By Mariam Tvaliashvili · e11DROPS · Key West, FL · Reading time: 3 min
People ask me sometimes where my recipes come from. The honest answer is one I don’t always know how to explain in a way that sounds practical — because the truth is, some of them come to me in my dreams. Others arrive in the quiet of a deep meditation, when my mind finally stops and something older than me seems to step in. I’ve learned not to question it. I just write it down when I wake up, and I make it.
That’s exactly how Babo’s Balm came to life. And it’s exactly why I named it after her.
Who Babo Was
In Georgian — my home country, the Republic of Georgia — ბაბო (Babo) means great-grandmother. Mine was named Nina, but to me, she was simply Babo. She is the person I grew up around, the person who taught me to love, respect, and appreciate Mother Earth before I even understood what those words meant.
I spent my childhood beside her — in the garden, in the barn, at the hearth. She didn’t teach with lectures. She taught by letting me do the work alongside her.
What She Taught Me, With Her Hands
I grew vegetables from seed to harvest in her garden. I cared for the animals with her — fed them, cleaned after them, learned their rhythms. I was there the night our cow, Marta, gave birth to her calf, Saturn. I still remember how still and quiet the barn was, and then how loud it wasn’t. It was magical, in the most literal sense of the word — the kind of moment that rearranges something in you permanently.

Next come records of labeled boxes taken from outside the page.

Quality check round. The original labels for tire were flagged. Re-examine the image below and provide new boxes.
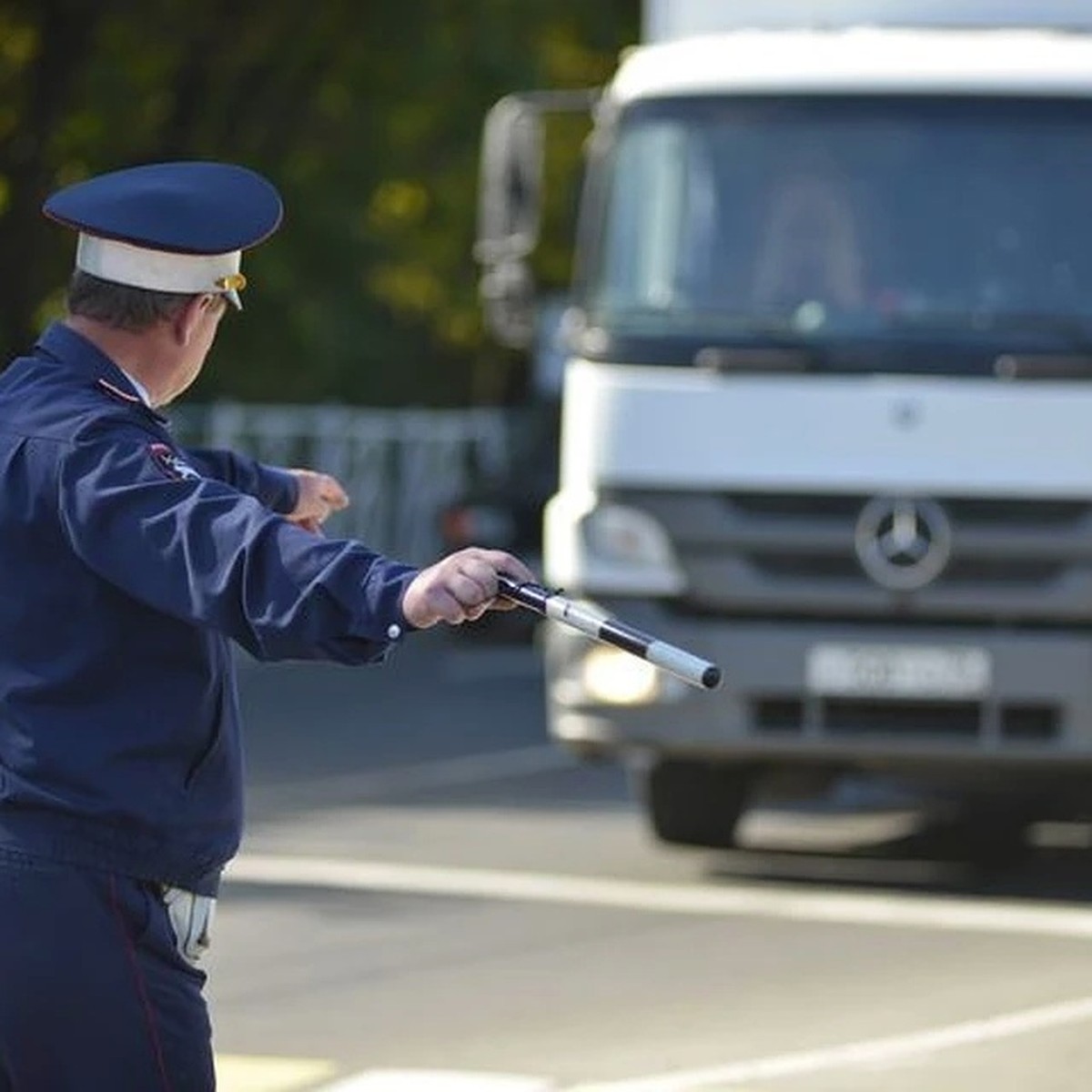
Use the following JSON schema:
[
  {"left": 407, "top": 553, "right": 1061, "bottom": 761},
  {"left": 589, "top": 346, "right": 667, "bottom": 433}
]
[{"left": 644, "top": 759, "right": 753, "bottom": 850}]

I milked cows beside Babo more mornings than I can count. And I baked bread with her in a თონე (tone) — a clay hearth oven, similar to a tandoor, that’s been in our country for centuries. Nina and her husband built that tone with their own hands, long before I was born. Every შოთის პური ( georgian type of bread) that came out of it tasted like it had history baked into the crust.
This is what I mean when I say I was raised by the earth, through her.
Where the Recipes Come From Now
I don’t think the dreams and the meditations are separate from any of that. I think they’re a continuation of it — Babo, and the generations before her, still finding ways to hand things down. When a formula comes to me, it rarely feels like I invented it. It feels more like I remembered it.
The ingredients in Babo’s Balm are the ones that keep showing up: shea butter, calendula, chamomile, lavender, St. John’s Wort, rosehip, nettle, sunflower oil slowly steeped with all of it. Earth-given things, gathered and infused the way they’ve been gathered and infused for generations longer than I’ve been alive. I don’t see myself as the one who made this balm so much as the one who was trusted to pass it along.
Why I Make This
I make Babo’s Balm — and everything else under e11DROPS — because I believe the earth already gave us what we need. My job is just to listen closely enough to hear it, and to honor it the way Babo honored everything she touched: with patience, with respect, and with her hands in the soil.
So when you open a jar of Babo’s Balm, I hope you feel a little of that. Not a product. A story — one that started in a garden in Georgia, traveled through a Babo’s hands and a centuries-old tone, through dreams I didn’t ask for but am endlessly grateful to receive, and landed here, in Key West, in a small jar made with love.
Thank you to my ancestors, to God, and to Mother Earth — Gaia — for all of it.